Le jeu très simple de la réversibilité
« C’est une commande incroyable que d’avoir à imaginer un projet urbain pour six semaines, mais dont la véritable finalité est l’héritage », sourit Alexandre Jonvel. La question des conditions de la réversibilité s’est donc très vite posée. « Nous sommes venus à la conclusion que la meilleure des réversibilités est celle qui engage le moins de travaux, dans une logique de frugalité et d’effort mesuré. » Avec pour langage commun à tous les bâtiments une structure poteaux-poutres, il suffit de bouger les éléments non porteurs pour passer du Village des athlètes à un quartier aux usages familiaux. Les 527 logements sont surcloisonnés pour créer, par exemple, deux chambres dans un salon et une autre dans ce qui deviendra ensuite une cuisine. Il suffira alors de onze mois de travaux après l’été 2024 pour que les appartements puissent accueillir les nouveaux habitants.
Le summum de la réversibilité minimale est atteint avec la résidence de coliving, confiée aux architectes de CoBe. « Il y a peu de différences entre ce programme et les logements pour les athlètes, constate Alexandre Jonvel, responsable de ce projet spécifique. Certains appartements vont jusqu’au T7. Salles de bains et séjours sont partagés en plus des espaces communs du bâtiment comme l’entresol, le toit… C’est un mode d’habiter qui a beaucoup d’avenir, car il correspond exactement aux besoins des jeunes actifs. »
Rez-de-vie et basket en rooftop
Pour animer l’espace public, les rez-de-chaussée donnent la priorité aux espaces commerciaux de proximité ou dédiés à de l’artisanat local. Actifs, ils sont ce qu’Alexandre Jonvel appelle des « rez-de-vie ». « Pour qu’ils soient un réel plus, nous n’avons pas hésité à proposer de déplacer certains éléments du programme. Par exemple : la crèche a été déplacée à l’accroche du village ancien de Saint-Ouen et non pas sur l’axe principal comme il était prévu, décrit Alexandre Jonvel. Un restaurant est placé en bord de Seine. » Les éléments sont réunis pour que la greffe avec le vieux Saint-Ouen prenne.

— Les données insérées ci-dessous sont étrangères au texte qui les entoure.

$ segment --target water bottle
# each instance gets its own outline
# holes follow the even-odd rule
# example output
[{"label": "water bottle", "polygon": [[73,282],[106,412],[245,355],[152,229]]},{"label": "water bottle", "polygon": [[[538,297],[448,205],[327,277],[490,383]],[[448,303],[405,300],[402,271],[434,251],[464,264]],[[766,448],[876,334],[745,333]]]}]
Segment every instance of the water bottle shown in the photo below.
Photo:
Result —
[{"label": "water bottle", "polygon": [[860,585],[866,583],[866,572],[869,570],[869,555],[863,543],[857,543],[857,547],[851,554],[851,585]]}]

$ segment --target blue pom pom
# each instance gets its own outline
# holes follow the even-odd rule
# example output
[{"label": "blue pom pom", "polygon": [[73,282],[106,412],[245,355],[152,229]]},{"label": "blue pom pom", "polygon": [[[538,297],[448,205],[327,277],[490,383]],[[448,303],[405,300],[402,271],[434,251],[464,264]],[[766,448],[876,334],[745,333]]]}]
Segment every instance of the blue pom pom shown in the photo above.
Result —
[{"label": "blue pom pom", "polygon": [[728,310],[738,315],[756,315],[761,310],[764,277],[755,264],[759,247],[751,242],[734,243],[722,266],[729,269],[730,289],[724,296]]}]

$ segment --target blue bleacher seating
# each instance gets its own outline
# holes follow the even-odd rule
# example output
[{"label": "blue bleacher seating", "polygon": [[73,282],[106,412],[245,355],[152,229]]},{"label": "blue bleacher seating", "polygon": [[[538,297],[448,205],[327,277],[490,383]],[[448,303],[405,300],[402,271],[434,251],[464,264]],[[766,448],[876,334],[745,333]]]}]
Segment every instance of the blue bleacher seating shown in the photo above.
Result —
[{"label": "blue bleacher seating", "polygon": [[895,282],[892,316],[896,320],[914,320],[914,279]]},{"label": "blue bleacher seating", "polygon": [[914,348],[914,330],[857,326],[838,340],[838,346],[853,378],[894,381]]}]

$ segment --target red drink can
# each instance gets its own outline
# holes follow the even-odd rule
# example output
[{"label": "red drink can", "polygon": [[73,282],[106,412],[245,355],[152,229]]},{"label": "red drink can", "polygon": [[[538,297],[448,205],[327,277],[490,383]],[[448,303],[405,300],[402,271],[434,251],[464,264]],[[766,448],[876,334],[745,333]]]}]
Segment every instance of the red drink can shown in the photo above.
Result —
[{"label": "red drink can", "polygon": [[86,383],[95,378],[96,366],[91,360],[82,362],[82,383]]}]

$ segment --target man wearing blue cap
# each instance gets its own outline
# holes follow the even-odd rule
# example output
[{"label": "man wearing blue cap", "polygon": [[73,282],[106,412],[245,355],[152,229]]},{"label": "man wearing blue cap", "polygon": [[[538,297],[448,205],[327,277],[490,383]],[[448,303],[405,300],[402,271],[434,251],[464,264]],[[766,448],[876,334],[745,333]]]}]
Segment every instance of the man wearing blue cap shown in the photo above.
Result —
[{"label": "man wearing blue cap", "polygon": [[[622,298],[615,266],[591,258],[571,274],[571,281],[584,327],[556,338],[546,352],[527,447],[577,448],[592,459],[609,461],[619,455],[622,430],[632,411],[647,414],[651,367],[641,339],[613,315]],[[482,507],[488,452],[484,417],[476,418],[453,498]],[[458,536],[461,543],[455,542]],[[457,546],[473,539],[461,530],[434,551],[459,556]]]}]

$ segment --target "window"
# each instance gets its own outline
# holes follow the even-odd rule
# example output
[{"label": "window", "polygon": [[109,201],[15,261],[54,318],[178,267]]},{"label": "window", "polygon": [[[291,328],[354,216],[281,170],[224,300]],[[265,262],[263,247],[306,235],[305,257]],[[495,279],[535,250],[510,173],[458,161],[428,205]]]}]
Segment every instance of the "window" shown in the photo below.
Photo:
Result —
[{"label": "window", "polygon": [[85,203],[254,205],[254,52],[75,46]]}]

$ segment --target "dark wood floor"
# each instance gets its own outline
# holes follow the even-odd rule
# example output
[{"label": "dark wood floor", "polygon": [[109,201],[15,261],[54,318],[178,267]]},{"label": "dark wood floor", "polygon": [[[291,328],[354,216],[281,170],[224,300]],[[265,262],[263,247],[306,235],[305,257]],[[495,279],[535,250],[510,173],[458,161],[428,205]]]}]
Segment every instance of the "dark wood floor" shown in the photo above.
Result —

Parmi les éléments de programme les plus emblématiques des Jeux d’une part, mais aussi de la volonté de faire entrer la mixité au cœur des usages, un terrain de basket perché au dernier étage d’un immeuble de bureaux ! Dimitri Roussel, fondateur de l’agence DREAM, architecte, mais aussi ancien basketteur professionnel, a convaincu d’intégrer un équipement de proximité dans l’immeuble de bureaux qu’il avait la charge de concevoir et qui devait être selon lui « un fleuron du Village des athlètes sur les deux grands axes de l’écologie sociale et de l’écologie environnementale ». Un exploitant privé proposera l’accès à des terrains de basket indoor, à savoir trois demi-terrains de 3 x 3. « C’est un positionnement populaire. En Seine-Saint-Denis, un tel équipement ne s’adresse pas qu’aux futurs habitants, mais aussi à ceux qui sont là depuis toujours, dans le Grand Paris. Cela va créer des synergies entre les populations », explique Dimitri Roussel.
Le projet, proposé par l’équipe coordonnée par CoBe, est performant du point de vue environnemental. Il affiche une certification E3C2 et donne une place aux énergies renouvelables avec notamment des ombrières photovoltaïques placées sur les toits. Un travail sur la biodiversité a été mené par l’Atelier Georges. Architectes et paysagistes, ils ont veillé à récréer un sol vivant et à installer un milieu naturel résilient à l’augmentation des températures avec des essences endémiques, les moins modifiées d’un point de vue génétique.
« J’aimerais comme symbole de la réussite de ce quartier que les habitants sentent qu’ils sont dans un endroit particulier, où les valeurs de respect entre nous qui nous ont animés, mais aussi de la planète, du contexte, continuent à prospérer. Tous les éléments sont là pour créer du lien », conclut Alexandre Jonvel.